Diss-entangling from the Monograph: A Non-traditional Dissertations Panel

March 20, 2018
10:30 am–12:00 pm
Alderman Library, Room 421

As part of Grad Days 2018, join us for a conversation about dis-entangling from the monograph dissertation. Our panelists will share their own experiences in departing from the traditional printed format — through hip-hop, comics, code and other forms of doctoral research — and will answer your questions during our Q + A!

Coffee and snacks will be provided.

A.D. Carson is a performance artist and professor in Hip-Hop and the Global South at UVa. His award-winning 2017 dissertation from Clemson University, “Owning My Masters: The Rhetorics of Rhymes & Revolutions,” is a digital archive that features a 34-track rap album.

Nick Sousanis is a professor in Humanities & Liberal Studies at San Francisco State University, where he is starting an interdisciplinary Comics Studies program. His doctoral dissertation, Unflattening, written and drawn entirely in comic form, was published by Harvard University Press in 2015.

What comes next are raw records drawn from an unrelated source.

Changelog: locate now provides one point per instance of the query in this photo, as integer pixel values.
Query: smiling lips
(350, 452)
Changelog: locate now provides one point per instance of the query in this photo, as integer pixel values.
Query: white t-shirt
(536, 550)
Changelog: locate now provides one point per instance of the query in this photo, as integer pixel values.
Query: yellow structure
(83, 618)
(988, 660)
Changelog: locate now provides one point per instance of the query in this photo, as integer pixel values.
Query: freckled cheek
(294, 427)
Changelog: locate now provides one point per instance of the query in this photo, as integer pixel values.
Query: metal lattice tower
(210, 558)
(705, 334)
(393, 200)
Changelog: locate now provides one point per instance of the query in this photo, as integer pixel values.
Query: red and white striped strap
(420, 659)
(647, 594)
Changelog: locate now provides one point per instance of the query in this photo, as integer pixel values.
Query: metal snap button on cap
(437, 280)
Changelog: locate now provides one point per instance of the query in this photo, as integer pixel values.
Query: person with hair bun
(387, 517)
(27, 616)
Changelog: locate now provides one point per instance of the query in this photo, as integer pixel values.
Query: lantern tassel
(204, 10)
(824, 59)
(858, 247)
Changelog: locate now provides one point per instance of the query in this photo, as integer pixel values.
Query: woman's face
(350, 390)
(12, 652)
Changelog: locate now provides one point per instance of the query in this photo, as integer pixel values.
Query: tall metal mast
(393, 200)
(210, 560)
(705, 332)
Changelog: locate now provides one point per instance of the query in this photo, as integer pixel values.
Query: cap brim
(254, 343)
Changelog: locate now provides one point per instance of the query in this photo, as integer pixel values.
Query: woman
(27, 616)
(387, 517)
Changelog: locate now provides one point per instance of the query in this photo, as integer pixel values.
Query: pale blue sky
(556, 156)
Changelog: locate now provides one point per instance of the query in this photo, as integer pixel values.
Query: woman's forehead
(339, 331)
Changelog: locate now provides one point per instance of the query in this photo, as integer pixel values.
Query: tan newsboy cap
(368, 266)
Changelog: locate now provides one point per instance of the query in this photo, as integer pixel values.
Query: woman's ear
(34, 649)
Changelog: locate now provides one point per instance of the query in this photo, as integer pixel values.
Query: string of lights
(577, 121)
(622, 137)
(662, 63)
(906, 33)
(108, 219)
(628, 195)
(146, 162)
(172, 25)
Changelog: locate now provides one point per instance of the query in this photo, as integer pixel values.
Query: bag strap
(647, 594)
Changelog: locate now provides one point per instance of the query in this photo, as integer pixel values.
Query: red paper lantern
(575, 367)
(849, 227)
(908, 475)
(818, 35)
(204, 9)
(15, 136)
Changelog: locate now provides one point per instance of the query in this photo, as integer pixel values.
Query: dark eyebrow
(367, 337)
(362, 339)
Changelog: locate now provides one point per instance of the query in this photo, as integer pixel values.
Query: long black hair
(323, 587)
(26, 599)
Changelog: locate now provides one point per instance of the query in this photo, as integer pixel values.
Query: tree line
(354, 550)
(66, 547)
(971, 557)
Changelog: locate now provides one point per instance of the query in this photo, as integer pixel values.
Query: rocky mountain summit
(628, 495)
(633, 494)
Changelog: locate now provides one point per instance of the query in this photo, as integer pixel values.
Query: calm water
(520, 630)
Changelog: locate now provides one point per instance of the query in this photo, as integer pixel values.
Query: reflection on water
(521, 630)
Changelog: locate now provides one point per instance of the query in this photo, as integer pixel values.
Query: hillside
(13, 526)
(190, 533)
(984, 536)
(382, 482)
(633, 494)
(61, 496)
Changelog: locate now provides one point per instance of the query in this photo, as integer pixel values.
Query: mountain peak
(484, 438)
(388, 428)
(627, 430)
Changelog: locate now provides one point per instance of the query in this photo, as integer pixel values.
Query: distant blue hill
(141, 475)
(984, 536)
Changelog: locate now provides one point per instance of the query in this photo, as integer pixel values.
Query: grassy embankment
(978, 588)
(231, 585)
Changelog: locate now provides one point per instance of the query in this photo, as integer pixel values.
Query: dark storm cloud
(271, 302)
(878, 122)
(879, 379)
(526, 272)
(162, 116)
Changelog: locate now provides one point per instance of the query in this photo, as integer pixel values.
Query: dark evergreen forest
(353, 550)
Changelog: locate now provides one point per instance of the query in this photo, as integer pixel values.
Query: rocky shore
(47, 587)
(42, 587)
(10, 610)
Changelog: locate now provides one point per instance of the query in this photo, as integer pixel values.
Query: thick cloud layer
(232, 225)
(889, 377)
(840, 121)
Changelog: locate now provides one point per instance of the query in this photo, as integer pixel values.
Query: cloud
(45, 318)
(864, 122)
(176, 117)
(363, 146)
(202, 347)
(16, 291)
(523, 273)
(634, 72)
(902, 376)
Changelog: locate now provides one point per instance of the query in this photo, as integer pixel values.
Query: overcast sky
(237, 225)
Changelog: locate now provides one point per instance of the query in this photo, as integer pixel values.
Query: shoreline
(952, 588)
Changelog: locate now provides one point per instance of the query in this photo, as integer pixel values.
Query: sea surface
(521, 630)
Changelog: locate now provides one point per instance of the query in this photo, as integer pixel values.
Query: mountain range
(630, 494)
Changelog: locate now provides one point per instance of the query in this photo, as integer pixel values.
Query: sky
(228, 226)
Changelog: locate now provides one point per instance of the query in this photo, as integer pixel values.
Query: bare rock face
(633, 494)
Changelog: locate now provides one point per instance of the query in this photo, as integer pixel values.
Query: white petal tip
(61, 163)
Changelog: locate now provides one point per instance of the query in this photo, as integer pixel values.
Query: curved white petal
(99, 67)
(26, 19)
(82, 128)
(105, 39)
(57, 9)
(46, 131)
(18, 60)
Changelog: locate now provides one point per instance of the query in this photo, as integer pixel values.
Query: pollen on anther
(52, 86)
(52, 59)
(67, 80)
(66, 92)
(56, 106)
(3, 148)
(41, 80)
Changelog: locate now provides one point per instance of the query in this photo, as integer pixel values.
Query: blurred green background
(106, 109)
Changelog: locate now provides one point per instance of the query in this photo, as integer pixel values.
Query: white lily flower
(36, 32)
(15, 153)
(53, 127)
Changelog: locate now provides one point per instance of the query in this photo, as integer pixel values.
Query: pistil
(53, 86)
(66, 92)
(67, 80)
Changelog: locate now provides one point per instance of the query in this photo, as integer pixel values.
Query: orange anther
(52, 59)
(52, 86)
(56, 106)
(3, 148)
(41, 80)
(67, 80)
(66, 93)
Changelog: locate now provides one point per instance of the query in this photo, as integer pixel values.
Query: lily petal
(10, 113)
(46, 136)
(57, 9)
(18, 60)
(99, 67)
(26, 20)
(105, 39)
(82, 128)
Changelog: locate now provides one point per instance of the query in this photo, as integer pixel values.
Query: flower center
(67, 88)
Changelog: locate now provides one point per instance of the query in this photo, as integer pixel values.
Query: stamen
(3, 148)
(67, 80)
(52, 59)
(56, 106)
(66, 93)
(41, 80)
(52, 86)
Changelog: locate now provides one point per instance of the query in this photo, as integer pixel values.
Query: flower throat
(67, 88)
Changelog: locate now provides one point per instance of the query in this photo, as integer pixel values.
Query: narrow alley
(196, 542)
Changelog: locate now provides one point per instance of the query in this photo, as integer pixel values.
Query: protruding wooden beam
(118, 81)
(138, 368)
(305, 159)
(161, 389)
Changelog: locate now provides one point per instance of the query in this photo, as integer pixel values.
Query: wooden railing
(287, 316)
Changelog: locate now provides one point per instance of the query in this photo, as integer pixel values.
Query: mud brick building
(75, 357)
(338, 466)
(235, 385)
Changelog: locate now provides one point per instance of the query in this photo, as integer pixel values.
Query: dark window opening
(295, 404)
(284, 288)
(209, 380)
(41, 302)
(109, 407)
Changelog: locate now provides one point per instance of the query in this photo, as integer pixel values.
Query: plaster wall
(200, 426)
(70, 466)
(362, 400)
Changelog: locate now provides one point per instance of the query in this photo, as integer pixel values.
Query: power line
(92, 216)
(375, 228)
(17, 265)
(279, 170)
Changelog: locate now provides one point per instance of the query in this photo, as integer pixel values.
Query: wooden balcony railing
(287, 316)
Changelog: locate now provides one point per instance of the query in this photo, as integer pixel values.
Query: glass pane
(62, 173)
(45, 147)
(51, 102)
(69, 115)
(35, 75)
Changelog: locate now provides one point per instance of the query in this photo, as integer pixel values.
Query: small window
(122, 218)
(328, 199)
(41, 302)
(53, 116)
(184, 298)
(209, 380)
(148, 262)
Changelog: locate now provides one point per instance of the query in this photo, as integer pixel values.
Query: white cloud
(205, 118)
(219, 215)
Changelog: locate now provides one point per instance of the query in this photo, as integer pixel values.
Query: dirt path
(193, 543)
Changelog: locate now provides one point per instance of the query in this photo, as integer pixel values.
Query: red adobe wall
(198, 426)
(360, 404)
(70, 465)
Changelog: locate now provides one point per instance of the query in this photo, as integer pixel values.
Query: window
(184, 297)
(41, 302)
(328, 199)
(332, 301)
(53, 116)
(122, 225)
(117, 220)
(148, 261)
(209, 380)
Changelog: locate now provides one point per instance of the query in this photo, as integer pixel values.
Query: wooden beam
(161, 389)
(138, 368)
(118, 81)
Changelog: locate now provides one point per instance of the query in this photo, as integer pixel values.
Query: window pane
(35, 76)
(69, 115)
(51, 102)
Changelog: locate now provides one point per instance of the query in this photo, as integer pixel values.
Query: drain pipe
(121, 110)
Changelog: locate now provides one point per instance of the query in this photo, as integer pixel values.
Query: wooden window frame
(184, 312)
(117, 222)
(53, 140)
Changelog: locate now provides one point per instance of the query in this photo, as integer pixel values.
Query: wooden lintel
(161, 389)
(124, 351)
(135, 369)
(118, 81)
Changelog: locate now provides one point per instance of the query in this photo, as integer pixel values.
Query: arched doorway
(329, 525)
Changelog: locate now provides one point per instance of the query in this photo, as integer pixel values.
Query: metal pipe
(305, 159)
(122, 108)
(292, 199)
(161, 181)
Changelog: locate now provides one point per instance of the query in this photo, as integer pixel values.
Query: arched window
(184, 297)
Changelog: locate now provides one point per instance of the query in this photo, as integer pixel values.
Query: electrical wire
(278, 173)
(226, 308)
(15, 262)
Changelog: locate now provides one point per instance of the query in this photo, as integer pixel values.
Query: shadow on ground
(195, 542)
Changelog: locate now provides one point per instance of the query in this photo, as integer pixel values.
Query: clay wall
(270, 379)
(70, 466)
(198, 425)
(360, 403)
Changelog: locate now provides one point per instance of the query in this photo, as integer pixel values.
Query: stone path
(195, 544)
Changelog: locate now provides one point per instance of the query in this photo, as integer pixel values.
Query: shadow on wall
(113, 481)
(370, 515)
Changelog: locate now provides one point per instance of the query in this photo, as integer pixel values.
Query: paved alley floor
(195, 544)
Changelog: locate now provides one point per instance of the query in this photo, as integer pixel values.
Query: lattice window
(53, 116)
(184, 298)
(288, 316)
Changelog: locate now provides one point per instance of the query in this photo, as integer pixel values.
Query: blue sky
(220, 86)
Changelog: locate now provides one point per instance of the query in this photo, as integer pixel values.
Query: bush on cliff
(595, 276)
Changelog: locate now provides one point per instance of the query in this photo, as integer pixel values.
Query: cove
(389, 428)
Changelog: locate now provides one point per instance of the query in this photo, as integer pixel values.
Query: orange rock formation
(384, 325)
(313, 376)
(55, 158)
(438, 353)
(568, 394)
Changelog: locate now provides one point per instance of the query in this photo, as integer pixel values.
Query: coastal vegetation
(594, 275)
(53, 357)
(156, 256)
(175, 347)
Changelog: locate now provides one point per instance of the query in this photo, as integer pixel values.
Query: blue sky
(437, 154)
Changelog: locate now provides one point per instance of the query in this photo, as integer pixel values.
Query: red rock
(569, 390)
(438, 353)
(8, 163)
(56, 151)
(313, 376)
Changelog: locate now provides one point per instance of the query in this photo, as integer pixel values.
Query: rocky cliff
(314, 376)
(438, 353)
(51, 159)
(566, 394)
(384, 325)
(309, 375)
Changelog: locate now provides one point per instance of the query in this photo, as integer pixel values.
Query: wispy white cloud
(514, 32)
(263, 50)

Amanda Visconti is the Managing Director of the Scholars’ Lab at UVa. Her 2015 dissertation from the University of Maryland fully acknowledges digital methods as scholarship by treating them as the dissertation instead of addenda to traditional written chapters. Her participatory digital edition of James Joyce’s Ulysses, InfiniteUlysses.com, was cited in the New York Times.